Social information inferred about the talker (such as age, gender or native language) can affect how the listener perceives phonetic information. For example, the same ambiguous sound artificially inserted into a male and a female voice is interpreted as a different sound in the male voice than it is in the female. However, the extent of this effect and the perceptual processes that enable it are not completely understood.

Additionally, research examining this effect has primarily been conducted under "ideal" laboratory listening conditions which, however, do not greatly resemble natural listening conditions. Methodologies that simulate more realistic listening conditions include the presence of background noise (e.g. "cocktail party" sounds or white noise) or conducting the listening task while multitasking. These are often referred to “adverse conditions.”

Objective

The aim of this project is to examine if adverse listening conditions increase listeners’ reliance on cues provided by social information and thereby decrease reliance on lower level phonetic cues. Moreover, it will examine how cognitive load and noise differ in their effect on the processing of both social (high-level) and phonetic (low-level) cues.

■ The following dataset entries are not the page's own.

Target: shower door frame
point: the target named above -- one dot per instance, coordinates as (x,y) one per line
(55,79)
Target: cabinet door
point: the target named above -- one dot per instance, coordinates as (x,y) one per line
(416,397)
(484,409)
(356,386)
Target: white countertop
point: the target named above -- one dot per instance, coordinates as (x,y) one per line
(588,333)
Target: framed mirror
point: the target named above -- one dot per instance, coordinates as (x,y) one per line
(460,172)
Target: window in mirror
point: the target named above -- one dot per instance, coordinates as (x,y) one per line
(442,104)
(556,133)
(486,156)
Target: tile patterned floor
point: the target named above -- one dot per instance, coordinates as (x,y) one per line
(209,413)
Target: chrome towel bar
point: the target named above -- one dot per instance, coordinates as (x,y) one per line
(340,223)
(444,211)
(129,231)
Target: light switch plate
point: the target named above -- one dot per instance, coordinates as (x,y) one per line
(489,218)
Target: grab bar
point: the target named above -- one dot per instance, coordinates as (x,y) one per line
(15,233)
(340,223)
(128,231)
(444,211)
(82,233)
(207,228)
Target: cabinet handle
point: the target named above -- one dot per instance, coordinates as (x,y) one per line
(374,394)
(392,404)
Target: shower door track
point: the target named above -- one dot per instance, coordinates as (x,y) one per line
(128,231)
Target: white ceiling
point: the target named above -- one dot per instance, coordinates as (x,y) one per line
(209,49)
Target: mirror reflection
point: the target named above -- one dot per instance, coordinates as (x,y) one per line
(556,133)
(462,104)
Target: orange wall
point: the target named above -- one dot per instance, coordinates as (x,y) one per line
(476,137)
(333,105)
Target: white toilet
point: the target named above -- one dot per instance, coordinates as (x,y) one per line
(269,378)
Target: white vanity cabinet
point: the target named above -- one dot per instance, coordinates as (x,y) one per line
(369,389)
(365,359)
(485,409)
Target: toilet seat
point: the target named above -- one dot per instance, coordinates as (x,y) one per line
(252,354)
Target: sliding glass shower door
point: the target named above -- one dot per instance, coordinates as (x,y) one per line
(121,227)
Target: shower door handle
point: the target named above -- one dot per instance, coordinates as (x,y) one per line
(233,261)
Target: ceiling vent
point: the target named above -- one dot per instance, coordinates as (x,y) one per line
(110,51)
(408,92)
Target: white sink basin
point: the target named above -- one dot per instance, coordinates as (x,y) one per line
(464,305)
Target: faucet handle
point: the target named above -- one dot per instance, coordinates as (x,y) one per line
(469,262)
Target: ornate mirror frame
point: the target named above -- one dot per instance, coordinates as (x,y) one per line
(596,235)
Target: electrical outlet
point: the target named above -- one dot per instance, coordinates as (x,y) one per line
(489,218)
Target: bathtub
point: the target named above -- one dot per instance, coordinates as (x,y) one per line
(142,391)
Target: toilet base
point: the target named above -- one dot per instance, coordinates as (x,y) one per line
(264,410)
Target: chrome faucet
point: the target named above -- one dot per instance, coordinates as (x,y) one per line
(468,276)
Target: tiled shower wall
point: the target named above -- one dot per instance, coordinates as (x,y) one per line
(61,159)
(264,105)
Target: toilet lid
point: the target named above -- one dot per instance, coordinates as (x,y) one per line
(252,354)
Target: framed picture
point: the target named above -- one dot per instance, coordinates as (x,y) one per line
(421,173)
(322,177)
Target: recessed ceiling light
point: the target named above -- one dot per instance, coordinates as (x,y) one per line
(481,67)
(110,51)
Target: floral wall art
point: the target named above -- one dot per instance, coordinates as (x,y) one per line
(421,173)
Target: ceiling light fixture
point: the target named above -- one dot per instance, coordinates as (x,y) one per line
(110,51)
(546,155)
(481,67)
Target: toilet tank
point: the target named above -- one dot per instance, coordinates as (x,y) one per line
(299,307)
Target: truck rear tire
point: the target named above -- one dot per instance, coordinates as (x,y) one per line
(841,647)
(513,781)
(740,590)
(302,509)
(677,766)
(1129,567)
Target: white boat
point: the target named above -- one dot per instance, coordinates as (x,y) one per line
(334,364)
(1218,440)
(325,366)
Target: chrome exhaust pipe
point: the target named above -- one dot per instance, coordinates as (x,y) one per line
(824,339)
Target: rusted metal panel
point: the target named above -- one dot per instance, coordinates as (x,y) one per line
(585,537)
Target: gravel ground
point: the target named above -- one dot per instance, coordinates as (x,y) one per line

Further experiments may investigate whether social information is processed differently in a second language or by bilinguals.

Method

Perception experiments will be conducted in which participants are presented with artificial continua and asked to classify ambiguous sounds (two-alternative forced choice tasks). These will be presented under diverse adverse listening conditions, such as with a simultaneous cognitive load task, with background noise such as multi-talker babble or white noise. Future studies will employ eye-tracking methodologies.

Application

The results of this project will aid in the understanding of how speech is processed in adverse (and therefore more realistic) listening conditions and will add to the body of psycho- and sociolinguistic research examining how social cues affect speech processing. Furthermore, the direct comparison of the effect of noise (energetic masking) and cognitive load (informational masking) on speech perception assist other psycholinguistic researchers in their benefit choice of methodology.